Note:   The case mappings needed for implementing these procedures can be extracted from UnicodeData.txt, SpecialCasing.txt, WordBreakProperty.txt (the “MidLetter” property partly defines case-ignorable characters), and CaseFolding.txt from the Unicode Consortium.

Since these procedures are locale-independent, they may not be appropriate for some locales.

Note:   Word breaking, as needed for the correct casing of Σ and for string-titlecase, is specified in Unicode Standard Annex #29 [4].

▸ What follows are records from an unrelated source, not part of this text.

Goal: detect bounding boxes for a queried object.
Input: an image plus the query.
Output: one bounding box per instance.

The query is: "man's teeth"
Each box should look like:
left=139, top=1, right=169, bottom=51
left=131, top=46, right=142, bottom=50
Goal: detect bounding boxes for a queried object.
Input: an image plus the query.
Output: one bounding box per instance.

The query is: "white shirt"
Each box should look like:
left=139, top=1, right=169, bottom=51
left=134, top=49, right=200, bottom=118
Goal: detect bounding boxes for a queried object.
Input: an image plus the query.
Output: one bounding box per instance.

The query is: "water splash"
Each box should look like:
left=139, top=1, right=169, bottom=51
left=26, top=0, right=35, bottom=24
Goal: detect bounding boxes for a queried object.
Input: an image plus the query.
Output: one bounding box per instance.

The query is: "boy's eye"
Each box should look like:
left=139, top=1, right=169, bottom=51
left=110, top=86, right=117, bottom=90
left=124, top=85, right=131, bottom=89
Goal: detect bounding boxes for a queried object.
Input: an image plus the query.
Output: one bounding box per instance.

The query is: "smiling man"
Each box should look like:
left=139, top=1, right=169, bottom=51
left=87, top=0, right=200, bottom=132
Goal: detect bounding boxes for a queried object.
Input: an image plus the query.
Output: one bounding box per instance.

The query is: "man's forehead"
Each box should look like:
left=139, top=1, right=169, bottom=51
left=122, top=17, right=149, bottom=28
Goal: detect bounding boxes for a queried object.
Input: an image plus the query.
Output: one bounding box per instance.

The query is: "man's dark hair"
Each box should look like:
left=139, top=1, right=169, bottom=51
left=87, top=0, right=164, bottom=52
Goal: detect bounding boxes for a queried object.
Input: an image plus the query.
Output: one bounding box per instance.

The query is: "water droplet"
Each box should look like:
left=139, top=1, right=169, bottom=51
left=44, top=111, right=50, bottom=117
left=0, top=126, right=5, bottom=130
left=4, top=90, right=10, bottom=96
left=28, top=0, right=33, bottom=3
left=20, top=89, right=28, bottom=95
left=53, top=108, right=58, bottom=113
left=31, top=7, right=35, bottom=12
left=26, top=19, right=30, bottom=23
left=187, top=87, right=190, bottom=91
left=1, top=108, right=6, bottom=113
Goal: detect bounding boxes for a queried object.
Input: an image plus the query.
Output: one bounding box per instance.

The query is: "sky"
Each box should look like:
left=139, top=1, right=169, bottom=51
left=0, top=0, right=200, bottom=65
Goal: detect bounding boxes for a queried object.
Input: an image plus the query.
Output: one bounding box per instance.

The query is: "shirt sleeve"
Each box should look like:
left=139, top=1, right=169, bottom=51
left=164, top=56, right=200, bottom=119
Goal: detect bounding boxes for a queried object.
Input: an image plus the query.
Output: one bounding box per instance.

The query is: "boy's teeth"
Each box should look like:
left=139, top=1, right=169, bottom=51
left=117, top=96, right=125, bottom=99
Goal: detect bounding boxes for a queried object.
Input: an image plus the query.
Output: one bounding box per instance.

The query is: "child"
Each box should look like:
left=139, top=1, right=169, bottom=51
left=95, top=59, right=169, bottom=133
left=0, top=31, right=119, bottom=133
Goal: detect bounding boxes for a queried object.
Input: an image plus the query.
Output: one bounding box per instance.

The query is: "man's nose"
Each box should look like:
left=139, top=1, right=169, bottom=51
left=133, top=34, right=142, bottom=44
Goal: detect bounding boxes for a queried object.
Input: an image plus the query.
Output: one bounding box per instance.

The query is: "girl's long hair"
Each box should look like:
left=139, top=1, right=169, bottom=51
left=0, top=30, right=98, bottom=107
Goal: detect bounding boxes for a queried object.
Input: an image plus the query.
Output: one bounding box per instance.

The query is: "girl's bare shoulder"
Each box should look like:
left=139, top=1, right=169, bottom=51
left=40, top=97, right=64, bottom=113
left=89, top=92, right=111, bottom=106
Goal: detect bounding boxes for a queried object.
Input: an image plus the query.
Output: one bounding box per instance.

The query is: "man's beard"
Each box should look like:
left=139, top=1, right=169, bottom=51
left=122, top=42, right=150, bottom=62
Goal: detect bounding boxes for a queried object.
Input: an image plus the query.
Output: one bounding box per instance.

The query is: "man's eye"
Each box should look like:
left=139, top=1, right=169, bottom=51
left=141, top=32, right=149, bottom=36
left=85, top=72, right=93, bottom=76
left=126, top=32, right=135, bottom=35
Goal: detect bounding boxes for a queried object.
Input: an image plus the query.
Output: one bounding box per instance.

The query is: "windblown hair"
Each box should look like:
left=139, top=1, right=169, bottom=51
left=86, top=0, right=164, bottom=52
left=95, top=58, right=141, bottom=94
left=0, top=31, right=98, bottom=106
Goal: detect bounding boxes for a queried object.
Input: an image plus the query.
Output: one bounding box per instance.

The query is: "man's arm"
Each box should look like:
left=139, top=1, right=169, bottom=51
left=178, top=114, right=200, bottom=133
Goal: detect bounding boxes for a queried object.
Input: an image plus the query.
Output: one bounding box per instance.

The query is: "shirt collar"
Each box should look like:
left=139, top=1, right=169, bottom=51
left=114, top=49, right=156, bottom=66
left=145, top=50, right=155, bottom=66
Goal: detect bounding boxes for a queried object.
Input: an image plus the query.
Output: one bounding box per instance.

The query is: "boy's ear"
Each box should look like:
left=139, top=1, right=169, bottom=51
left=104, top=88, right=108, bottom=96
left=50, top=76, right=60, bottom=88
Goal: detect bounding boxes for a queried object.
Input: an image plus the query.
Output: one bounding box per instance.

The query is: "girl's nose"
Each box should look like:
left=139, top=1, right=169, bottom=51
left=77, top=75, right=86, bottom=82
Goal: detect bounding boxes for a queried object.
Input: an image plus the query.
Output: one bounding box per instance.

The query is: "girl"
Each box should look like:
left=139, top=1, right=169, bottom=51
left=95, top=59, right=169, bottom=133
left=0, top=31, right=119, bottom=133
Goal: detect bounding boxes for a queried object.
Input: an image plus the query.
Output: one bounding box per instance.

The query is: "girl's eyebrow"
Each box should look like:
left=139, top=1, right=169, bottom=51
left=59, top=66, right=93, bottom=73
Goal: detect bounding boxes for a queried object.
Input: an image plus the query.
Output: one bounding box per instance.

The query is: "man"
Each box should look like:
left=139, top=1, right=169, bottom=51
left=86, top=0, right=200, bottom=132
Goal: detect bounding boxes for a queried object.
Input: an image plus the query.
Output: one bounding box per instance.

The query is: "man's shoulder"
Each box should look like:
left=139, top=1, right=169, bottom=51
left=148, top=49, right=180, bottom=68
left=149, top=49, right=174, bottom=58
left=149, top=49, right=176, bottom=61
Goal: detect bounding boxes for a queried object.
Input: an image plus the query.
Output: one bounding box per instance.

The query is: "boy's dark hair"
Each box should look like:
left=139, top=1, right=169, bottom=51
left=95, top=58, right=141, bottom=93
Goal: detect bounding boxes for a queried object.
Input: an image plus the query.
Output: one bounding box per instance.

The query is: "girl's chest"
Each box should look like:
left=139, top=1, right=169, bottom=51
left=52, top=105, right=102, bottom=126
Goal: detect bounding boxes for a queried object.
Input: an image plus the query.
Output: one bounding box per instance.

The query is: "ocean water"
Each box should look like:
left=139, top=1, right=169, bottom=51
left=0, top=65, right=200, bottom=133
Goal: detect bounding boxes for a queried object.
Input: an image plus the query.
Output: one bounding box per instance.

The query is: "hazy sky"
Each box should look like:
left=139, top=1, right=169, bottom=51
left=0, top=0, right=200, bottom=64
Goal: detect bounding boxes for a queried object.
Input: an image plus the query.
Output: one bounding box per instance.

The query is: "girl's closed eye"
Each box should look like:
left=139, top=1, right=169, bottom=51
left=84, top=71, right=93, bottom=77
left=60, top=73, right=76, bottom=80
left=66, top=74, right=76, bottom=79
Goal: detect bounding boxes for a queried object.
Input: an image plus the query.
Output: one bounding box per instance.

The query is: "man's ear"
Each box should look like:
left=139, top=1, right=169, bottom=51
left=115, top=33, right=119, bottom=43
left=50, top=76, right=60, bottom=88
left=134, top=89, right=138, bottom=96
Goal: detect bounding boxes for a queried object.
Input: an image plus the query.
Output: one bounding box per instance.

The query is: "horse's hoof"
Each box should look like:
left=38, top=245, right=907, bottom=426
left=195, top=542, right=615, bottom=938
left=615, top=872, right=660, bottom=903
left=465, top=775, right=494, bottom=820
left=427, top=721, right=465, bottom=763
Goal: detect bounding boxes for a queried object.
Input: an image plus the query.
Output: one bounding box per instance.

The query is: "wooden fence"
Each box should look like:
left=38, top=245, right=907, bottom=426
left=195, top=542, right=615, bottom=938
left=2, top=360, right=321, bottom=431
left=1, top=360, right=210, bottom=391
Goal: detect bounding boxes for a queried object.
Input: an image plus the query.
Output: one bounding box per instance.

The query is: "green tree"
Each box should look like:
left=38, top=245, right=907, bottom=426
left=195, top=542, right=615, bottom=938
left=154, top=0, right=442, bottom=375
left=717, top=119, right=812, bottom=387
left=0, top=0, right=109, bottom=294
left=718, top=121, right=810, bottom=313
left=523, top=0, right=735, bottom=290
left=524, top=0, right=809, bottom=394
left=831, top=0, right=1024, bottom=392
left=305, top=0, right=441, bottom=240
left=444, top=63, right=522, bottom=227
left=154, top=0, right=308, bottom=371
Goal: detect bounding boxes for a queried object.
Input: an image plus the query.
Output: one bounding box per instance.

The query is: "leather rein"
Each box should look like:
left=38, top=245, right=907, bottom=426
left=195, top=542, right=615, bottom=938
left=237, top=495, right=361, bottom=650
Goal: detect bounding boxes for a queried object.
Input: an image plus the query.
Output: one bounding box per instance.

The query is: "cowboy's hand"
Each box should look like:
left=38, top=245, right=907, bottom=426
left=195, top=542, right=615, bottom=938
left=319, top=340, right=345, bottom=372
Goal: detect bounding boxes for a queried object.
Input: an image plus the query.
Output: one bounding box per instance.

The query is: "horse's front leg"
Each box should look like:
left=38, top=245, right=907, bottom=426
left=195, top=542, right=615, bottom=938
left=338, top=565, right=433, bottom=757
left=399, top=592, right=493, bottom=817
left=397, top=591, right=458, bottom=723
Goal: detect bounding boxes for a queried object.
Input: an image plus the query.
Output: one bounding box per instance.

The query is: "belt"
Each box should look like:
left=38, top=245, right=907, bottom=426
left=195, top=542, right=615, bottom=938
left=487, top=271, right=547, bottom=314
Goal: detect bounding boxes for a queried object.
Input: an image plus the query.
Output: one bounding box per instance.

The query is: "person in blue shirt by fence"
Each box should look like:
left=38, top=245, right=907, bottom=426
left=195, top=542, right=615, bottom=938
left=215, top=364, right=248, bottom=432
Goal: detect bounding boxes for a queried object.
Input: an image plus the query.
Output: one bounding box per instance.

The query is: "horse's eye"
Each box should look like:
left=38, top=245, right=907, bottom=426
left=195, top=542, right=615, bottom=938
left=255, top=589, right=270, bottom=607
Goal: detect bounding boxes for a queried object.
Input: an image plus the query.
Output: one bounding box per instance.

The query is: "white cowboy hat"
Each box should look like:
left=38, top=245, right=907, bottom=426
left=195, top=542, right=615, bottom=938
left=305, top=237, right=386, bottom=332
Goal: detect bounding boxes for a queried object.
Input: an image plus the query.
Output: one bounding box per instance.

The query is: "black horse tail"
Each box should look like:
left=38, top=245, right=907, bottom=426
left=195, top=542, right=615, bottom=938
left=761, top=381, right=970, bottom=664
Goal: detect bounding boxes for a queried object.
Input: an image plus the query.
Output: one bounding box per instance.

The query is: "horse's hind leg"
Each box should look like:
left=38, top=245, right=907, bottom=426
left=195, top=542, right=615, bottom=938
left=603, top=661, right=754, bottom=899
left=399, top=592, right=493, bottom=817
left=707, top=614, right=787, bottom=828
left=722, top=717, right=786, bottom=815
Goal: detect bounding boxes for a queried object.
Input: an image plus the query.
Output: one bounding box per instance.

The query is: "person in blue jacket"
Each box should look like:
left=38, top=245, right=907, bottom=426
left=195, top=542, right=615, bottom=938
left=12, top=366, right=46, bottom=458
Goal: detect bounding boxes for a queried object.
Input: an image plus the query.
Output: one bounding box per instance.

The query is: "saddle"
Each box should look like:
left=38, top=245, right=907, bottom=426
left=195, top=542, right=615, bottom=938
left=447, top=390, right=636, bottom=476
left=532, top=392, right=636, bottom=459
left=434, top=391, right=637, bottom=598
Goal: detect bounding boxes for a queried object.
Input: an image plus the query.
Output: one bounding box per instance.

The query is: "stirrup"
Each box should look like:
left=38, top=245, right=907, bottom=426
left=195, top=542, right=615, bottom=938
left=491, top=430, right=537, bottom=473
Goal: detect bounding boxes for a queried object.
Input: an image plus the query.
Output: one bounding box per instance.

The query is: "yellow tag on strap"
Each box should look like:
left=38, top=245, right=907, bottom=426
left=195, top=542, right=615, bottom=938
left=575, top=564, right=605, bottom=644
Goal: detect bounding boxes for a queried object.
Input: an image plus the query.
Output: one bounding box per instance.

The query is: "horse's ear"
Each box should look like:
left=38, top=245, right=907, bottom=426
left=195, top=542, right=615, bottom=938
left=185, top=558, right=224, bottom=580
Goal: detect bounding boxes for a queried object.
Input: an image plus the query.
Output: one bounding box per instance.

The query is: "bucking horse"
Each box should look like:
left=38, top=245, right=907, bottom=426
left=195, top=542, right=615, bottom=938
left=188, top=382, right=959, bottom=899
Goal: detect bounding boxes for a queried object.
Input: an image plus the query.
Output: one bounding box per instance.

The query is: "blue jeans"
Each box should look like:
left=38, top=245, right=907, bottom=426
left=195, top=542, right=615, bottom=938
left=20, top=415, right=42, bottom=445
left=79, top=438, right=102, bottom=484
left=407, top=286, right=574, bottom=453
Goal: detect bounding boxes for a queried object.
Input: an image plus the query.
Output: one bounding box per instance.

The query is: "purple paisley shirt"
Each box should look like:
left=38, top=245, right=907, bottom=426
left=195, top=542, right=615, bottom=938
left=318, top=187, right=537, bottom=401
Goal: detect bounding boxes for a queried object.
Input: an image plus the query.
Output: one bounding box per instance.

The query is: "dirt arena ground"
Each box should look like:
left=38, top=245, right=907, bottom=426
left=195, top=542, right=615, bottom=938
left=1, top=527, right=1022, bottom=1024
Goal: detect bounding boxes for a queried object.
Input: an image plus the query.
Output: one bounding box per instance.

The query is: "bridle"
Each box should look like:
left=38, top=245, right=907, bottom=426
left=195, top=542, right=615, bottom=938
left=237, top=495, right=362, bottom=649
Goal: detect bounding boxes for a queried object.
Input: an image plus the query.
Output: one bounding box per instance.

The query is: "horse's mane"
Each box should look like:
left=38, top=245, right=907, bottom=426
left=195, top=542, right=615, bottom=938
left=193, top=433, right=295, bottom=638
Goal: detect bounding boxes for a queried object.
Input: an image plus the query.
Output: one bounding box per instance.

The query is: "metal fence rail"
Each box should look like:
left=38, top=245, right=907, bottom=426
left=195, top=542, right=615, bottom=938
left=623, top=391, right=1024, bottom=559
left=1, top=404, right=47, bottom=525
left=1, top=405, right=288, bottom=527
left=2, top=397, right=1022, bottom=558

(string-ci=? string1 string2 string3 ...)    procedure 
(string-ci<? string1 string2 string3 ...)    procedure 
(string-ci>? string1 string2 string3 ...)    procedure 
(string-ci<=? string1 string2 string3 ...)    procedure 
(string-ci>=? string1 string2 string3 ...)    procedure 

These procedures are similar to string=?, etc., but operate on the case-folded versions of the strings.

(string-ci<? "z" "Z")         ⇒ #f
(string-ci=? "z" "Z")         ⇒ #t
(string-ci=? "Straße" "Strasse") 
        ⇒ #t
(string-ci=? "Straße" "STRASSE")
        ⇒ #t
(string-ci=? "XAOΣ" "χαoσ")
        ⇒ #t

(string-normalize-nfd string)    procedure 
(string-normalize-nfkd string)    procedure 
(string-normalize-nfc string)    procedure 
(string-normalize-nfkc string)    procedure 

These procedures take a string argument and return a string result, which is the input string normalized to Unicode normalization form D, KD, C, or KC, respectively. When the specified result is equal in the sense of string=? to the argument, these procedures may return the argument instead of a newly allocated string.

(string-normalize-nfd "\xE9;")
        ⇒ "\x65;\x301;"
(string-normalize-nfc "\xE9;")
        ⇒ "\xE9;"
(string-normalize-nfd "\x65;\x301;")
        ⇒ "\x65;\x301;"
(string-normalize-nfc "\x65;\x301;")
        ⇒ "\xE9;"